I do not allude to what I know of my brother’s health, of course. I do not allude to the poison; I do not allude either to what it has done to his mind. I do not allude to the way that paranoia and ill-temperedness fester in isolation, and neither do I allude to the way that he has slowly been abandoned by most everyone else in his life. Let him draw his own conclusions. His comment has told me enough that I know he will make them – and perhaps they will even be true, or something like it.

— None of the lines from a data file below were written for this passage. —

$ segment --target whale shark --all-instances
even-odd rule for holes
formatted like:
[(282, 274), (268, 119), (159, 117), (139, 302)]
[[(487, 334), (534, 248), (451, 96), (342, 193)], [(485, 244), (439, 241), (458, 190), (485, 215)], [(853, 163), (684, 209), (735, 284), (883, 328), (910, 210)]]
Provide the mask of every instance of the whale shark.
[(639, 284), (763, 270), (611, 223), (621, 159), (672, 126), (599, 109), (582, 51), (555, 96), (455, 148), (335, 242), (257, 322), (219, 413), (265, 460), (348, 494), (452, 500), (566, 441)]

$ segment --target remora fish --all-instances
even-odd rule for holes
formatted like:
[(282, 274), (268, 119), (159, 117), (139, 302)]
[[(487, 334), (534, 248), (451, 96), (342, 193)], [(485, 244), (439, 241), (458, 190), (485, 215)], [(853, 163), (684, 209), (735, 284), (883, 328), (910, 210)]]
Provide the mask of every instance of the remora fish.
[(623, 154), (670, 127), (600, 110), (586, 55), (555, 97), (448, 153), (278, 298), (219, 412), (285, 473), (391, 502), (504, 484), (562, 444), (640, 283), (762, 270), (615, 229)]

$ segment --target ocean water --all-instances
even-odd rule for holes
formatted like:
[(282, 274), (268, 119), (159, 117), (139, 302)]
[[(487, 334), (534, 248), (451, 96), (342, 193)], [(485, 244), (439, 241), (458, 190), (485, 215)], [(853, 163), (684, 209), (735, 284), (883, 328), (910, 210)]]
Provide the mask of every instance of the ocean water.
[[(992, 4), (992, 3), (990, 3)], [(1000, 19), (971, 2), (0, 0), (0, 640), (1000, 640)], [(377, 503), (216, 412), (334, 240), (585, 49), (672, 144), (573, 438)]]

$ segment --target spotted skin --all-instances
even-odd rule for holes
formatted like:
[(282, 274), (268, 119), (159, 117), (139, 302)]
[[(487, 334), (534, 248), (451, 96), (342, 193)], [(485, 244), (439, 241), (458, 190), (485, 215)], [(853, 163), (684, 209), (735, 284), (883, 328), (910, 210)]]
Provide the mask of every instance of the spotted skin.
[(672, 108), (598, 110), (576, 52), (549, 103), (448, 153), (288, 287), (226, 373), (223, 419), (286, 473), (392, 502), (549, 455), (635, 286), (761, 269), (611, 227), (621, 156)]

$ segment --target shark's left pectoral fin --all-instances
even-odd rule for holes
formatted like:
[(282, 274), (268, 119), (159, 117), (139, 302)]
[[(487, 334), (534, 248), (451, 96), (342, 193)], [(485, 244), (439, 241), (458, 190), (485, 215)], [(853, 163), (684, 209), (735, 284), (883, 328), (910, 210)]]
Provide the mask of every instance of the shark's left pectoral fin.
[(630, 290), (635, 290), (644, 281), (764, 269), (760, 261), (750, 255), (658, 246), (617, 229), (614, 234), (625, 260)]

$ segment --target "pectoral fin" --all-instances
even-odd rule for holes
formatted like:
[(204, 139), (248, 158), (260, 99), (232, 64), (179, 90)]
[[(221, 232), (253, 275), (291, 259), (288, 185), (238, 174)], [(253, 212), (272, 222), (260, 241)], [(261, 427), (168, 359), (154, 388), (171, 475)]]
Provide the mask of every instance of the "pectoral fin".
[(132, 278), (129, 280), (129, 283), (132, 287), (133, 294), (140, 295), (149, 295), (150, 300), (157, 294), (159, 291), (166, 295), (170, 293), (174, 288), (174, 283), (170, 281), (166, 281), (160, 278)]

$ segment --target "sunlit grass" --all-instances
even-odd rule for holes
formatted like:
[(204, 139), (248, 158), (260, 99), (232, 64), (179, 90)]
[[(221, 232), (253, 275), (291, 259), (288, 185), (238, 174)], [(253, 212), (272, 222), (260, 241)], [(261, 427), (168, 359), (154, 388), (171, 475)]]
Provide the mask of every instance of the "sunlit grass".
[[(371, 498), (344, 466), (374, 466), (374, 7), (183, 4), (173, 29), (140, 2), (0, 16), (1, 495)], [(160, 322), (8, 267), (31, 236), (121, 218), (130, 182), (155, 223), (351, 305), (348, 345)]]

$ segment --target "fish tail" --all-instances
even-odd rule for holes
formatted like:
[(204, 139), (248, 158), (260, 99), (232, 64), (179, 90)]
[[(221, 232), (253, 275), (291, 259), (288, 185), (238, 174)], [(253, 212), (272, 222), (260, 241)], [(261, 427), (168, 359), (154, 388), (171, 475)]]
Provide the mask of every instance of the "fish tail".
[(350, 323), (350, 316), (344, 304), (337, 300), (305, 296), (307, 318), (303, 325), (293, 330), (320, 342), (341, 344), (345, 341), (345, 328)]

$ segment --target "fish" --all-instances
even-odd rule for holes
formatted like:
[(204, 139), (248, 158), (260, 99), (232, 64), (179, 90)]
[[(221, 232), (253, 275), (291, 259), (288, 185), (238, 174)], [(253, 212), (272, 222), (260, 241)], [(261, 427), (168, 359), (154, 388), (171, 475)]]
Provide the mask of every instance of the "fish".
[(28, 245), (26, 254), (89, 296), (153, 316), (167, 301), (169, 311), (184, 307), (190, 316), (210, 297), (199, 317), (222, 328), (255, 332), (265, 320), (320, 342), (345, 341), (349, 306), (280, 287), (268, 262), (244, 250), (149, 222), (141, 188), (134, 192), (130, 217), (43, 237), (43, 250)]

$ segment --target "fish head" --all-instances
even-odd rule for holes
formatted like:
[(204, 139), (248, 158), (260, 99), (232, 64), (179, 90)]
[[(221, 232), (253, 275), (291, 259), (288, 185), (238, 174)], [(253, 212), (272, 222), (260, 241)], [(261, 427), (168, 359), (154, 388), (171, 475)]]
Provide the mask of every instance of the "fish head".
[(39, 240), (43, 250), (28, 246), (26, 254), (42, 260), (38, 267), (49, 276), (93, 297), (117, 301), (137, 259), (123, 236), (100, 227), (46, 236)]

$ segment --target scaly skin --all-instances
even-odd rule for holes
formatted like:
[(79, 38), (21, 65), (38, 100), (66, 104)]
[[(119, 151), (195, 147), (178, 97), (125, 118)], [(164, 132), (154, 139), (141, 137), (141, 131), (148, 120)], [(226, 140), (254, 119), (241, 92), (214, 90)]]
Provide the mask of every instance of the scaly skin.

(I do not allude, either, to my interest in finding my brother after the party – once I know that no one will be looking, or listening too hard.)
He asks me why become a doctor, Ruth? It is not the first time I have heard that question; I doubt it will be the last. I certainly don't need to be one. My family is too wealthy for me to ever have any need to work, and my work is messy and difficult and all-consuming besides.
He is standing on the edge of the balcony, now, his eyes turned away from mine; and I remain near the door, without approaching the railing.
“Because,” I say, “the same quality of mine that makes for a rather poor socialite makes me a very good doctor.” That is not a matter of pride; it is a matter of fact. Solterra does not have many doctors, and, among them, I am almost certainly the best – and I spend my days sweating and bloodsoaked in the emergency ward, in the hospice ward, left to deal with the most difficult and dangerous cases. Solterra is dangerous. It is no exaggeration to say that I save lives daily-
-I can still smell the scent of blood and rotting, venom-eroded flesh from a beggar they dragged in this morning, when I close my eyes; I spent hours cleaning off his dead flesh, dousing him in antiseptic, staunching his wounds. Once, he nearly slipped away from me, but I did not let him go. They do not call me much of an angel, save for when they are in a delirious haze, from blood loss or from one drug or another, like I have heard them call one of the doctors from Terrastella, but I-
I know at the core of me that the reason why I can say them is something evil. I know that I can only save lives because I do not care if my patients live or die; I know that the only reason why I am so good at my job is because I do not panic under pressure, that I do not break if something goes wrong.
I tell myself that it is fine, because I know that I am doing right.
(Is it?)
Regardless: what else could I tell him? Because – there is something wrong with me? Because, no matter how much I have spent my life begging to anyone or anything or any god that will listen to fix me, there is some part of me that will never be quite right.
I could say the third daughter of House Ieshan is a sociopath, in the purest sense of the word, or even I am a sociopath, but – those are not words for polite company or strangers.